The VPS Route: Start Today, Upgrade Later

This is what I did. Cheap ($5-12/month), always on, accessible from anywhere, no hardware investment. You can start today.

I use Hostinger (not sponsored — I just chose it for the simplicity of their one-click setup), which has built an incredible one-click OpenClaw setup through their Docker integration. Go for the KVM 2 configuration. It handles all the prerequisites, installs OpenClaw, gives you a gateway UI, and walks you through connecting your models and setting up Telegram as your first channel. Friction basically eliminated.

You can have RonBot running and connected to Telegram within an hour.

Hostinger one-click OpenClaw deployment page

The Mac Mini Route: Full Power, Future-Proof

If you want everything local, more horsepower for running local models, and full control, a Mac mini is the gold standard. Honestly, I would've taken this approach, but I'm waiting for the next hardware refresh to go this route myself. Local-first privacy, iMessage integration, better browser automation, residential IP for sites that block data center IPs.

The tradeoff: hardware cost (~$600), limited availability (Apple Stores are selling out!), another device to manage, but electricity is negligible on M-series chips.

OpenClaw logo above Apple Mac mini — the gold standard for local deployment

My recommendation: Either go buy a Mac mini today, or start on VPS now and upgrade to Mac mini later for full power.

What you'll need to get started:

  • A Hostinger account (or any VPS provider)
  • A Telegram account
  • An Anthropic API key (for Claude) or OpenAI API key
  • Your second brain — an Obsidian vault, a folder of markdown notes, or any knowledge base you want your AI to access
  • 1-2 hours for initial setup

Step-by-Step: From Zero to RonBot

1. Spin Up Your OpenClaw Instance

Go to Hostinger, click their OpenClaw project, and let it deploy. Grab a coffee. This takes about 10 minutes.

2. Configure Your Models

During the one-click setup, OpenClaw walks you through this. You'll connect Claude (or your model of choice), set your API keys, and configure how it should behave. This is where you define who your "RonBot" actually is.

Pro tip: If you have a good conversational vibe going with ChatGPT or Claude, ask it to write a markdown set of instructions on its personality. Then paste it in when your new OpenClaw wakes up and asks about itself.

3. Access Your Gateway

Once setup is complete, you'll land in the gateway — your OpenClaw control panel with a built-in chat interface. This is where you talk to your new assistant for the first time.

4. Connect Telegram

Use the gateway chat to ask your OpenClaw how to connect Telegram. It will walk you through messaging the BotFather to create a Telegram bot, grabbing your API token, and wiring it up. Send your first test message. Once your bot responds on Telegram for the first time, you can start using this as your primary communication channel. Test that voice and picture messages work.

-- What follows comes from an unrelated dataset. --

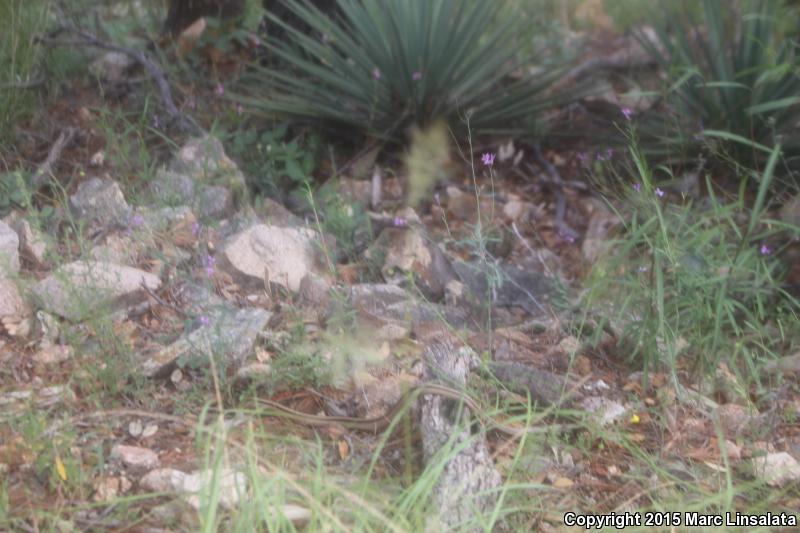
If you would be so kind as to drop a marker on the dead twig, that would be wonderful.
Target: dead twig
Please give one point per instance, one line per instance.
(85, 38)
(45, 170)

5. Connect Your Second Brain

This is the custom part. Ask your OpenClaw to clone your second brain, index your notes, and test that it can search and reference them. Make sure it has real context about your life, your projects, and whatever raw material you want it to synthesize insights from. If you haven't built your second brain yet, start with Building Your AI Second Brain, then come back here.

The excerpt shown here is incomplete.